Whereas spherical video tools have been available in editing applications before, the way Apple have implemented them means they are for the first time suited to editors — unlike the current tools which are designed for motion graphics animators.

VR video version 0: Use plugins to ‘fool’ old applications into working with spherical video

Current professional video editing and motion graphics applications are not able to handle spherical video on their own. These tools were designed many years before the popularisation of VR and spherical video. They are architected to work with rectangles of video that play back on rectangular displays.

As VR video became more popular, third-party developers took the opportunity to retrofit the ‘old’ applications to work with the new medium. That meant building plugins.

Fortunately for spherical video makers, the VR video industry settled on a standard way to map the video on the inside of 3D sphere to the rectangles of video that ‘flat video’ tools are designed to work with. ‘Equirectangular projection’ is a term from geography that defines how you distort a spherical source — such as a globe of the Earth — to a rectangular area — a flat map showing all the countries of the world. Because Earth’s poles have relatively little interest to most people finding their way using a map, those parts of the globe are be very much distorted in rectangular maps. There is no distortion on the equator line, the distortion increases as you get closer to the poles.

Up until now, the art of working with VR video has been dealing with this distortion. Systems that capture spheres of video output equirectangular video. Video applications didn’t ‘know’ they are dealing with spheres of video distorted into rectangles. The plugins that motion graphics editors applied to these rectangles of video ‘understand’ equirectangular distortion. The fact that the NLE is working with spherical video is known by the film maker, not encoded into the project they are working on.

Recently VR video plugins have been bundled with video applications, and the applications themselves have spherical video preview tools and can also prepare the videos for use in VR devices or for online distribution using YouTube and Facebook.

It is time for the video applications to treat spherical video as a peer of flat video.

VR video version 1.0: Applications that understand spherical video

The next version of Final Cut Pro X will be the first professional editing tool that inherently understands spherical video. As well as flat video timelines, there are spherical video timelines. Clips are spherical or flat. They work correctly in either kind of timeline.
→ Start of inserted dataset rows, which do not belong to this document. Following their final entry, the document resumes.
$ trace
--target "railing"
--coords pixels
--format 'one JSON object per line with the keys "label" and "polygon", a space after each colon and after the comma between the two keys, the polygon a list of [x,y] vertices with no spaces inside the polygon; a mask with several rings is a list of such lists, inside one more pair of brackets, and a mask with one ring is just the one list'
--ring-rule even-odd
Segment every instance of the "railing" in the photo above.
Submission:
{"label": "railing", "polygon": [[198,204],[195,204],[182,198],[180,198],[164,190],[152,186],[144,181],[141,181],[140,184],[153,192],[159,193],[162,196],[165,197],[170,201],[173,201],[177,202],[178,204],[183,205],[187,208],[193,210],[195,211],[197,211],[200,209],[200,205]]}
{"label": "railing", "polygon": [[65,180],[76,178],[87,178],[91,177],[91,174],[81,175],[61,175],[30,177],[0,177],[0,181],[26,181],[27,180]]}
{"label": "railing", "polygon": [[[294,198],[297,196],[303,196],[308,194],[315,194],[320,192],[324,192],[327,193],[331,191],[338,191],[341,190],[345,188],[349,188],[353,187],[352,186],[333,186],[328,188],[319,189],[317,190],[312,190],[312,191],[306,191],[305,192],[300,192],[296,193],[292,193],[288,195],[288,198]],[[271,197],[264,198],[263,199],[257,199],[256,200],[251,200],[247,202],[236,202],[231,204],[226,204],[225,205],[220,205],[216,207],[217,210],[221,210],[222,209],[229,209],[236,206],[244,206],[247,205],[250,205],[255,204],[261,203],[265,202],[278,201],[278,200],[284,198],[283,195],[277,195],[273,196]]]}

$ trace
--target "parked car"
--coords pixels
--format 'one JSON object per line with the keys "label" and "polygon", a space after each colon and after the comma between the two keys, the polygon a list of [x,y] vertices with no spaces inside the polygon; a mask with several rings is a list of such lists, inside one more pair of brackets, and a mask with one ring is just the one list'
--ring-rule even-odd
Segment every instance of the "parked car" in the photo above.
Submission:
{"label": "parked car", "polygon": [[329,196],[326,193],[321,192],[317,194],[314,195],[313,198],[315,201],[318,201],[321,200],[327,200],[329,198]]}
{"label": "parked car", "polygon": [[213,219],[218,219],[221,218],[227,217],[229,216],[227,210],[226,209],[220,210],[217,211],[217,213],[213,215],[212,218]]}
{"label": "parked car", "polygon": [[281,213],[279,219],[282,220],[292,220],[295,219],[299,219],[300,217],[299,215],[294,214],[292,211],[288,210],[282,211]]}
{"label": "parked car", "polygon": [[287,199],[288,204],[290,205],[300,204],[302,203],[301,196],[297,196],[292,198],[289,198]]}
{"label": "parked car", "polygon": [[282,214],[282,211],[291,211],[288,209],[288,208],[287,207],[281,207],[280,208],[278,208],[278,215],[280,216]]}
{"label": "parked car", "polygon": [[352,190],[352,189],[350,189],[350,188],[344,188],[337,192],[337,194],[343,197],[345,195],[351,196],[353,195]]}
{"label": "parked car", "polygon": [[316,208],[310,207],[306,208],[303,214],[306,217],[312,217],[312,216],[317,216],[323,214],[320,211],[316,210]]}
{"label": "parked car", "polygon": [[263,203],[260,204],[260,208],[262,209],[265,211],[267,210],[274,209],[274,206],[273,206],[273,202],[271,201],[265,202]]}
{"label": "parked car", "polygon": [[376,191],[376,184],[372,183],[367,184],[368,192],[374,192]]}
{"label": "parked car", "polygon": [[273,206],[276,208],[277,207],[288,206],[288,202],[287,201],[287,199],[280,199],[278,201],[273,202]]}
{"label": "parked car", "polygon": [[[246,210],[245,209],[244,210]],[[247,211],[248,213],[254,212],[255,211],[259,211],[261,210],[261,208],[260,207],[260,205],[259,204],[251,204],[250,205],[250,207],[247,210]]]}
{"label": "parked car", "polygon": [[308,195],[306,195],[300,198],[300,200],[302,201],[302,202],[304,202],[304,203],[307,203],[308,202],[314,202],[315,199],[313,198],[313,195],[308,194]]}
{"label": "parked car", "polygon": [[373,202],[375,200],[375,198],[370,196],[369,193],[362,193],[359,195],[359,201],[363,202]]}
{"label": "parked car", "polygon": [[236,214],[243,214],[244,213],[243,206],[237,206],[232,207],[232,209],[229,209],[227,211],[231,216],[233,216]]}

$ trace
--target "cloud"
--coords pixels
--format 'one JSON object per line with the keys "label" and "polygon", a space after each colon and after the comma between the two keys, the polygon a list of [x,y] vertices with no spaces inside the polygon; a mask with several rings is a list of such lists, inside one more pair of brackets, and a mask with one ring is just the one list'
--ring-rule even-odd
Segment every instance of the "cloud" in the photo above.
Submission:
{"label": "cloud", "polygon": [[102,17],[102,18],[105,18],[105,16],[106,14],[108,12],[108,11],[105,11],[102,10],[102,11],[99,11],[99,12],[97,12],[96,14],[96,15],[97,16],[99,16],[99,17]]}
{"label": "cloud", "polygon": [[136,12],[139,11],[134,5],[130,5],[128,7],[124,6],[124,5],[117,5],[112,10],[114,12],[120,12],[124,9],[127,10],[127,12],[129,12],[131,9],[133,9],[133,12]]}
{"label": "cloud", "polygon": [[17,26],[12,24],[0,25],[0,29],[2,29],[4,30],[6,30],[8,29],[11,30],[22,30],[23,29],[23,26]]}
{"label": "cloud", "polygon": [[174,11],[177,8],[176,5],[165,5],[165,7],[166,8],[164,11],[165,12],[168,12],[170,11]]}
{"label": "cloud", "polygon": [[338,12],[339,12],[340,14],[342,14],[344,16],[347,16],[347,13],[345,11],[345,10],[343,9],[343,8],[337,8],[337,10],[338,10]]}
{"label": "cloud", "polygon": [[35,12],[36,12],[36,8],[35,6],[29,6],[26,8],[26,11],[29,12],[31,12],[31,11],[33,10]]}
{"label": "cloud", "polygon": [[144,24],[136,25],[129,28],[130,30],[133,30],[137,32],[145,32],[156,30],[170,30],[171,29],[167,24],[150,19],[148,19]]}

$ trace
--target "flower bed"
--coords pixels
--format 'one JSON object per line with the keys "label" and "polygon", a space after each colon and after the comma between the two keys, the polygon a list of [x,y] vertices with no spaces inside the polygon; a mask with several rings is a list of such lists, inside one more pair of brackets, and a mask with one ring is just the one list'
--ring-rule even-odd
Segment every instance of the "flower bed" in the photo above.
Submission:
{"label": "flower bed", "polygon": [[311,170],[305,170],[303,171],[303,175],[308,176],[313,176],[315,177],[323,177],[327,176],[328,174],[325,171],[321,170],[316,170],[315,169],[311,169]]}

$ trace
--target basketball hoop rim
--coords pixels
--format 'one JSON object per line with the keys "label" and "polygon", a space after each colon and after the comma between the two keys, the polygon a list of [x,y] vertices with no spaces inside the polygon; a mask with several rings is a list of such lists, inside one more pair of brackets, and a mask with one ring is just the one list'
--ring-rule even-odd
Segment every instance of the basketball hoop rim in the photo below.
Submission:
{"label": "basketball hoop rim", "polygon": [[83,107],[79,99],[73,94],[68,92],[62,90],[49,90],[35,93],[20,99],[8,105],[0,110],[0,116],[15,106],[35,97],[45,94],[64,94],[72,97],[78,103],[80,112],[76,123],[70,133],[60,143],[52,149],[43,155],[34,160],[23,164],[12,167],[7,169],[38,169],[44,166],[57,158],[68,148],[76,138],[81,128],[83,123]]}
Where flat clips have position parameters, spherical clips have orientation parameters.

Currently to fix the orientation of a clip so its horizon line is level requires the editor to apply a plugin. In the next version of Final Cut, there is a Horizon overlay.

There is a new Reorient tool available to fix footage that what shot by cameras set up at the wrong angle.

Editors will be able to drag with the new tool in the viewer to reorient spherical video, so that distorted horizon lines are level.

Here are new spherical video plugins:

There is a new VR headset viewer. This adds a simulated headset view of the current spherical environment. This view can be swung around inside the sphere by the editor to get a simulation of viewers will see. If an HTC Vive VR headset is attached to the Mac, then it can be used by a director can use it to look around the sphere. The editor can choose to look in a direction of their choice on the screen viewer, or have it mirror the view of the director using an attached headset. This means that the editor can be looking at or even making changes to a part of the sphere the director isn’t looking at while the video is playing.

Apple have announced that the HTC Vive will be the only VR headset that works directly with Final Cut Pro X. However it will be still possible to view work in Final Cut on an Oculus DK2 VR headset: using the 360VR Viewer application from Dashwood Cinema Solutions.

New controls associated with this viewer in Final Cut Pro X include a field of view slider and an orientation reset button:

New Final Cut means new Motion

The next version of Apple Motion 5 can animate in spherical video environments. Motion users will be able to animate 2D objects, text and particles in 3D space inside a sphere of video.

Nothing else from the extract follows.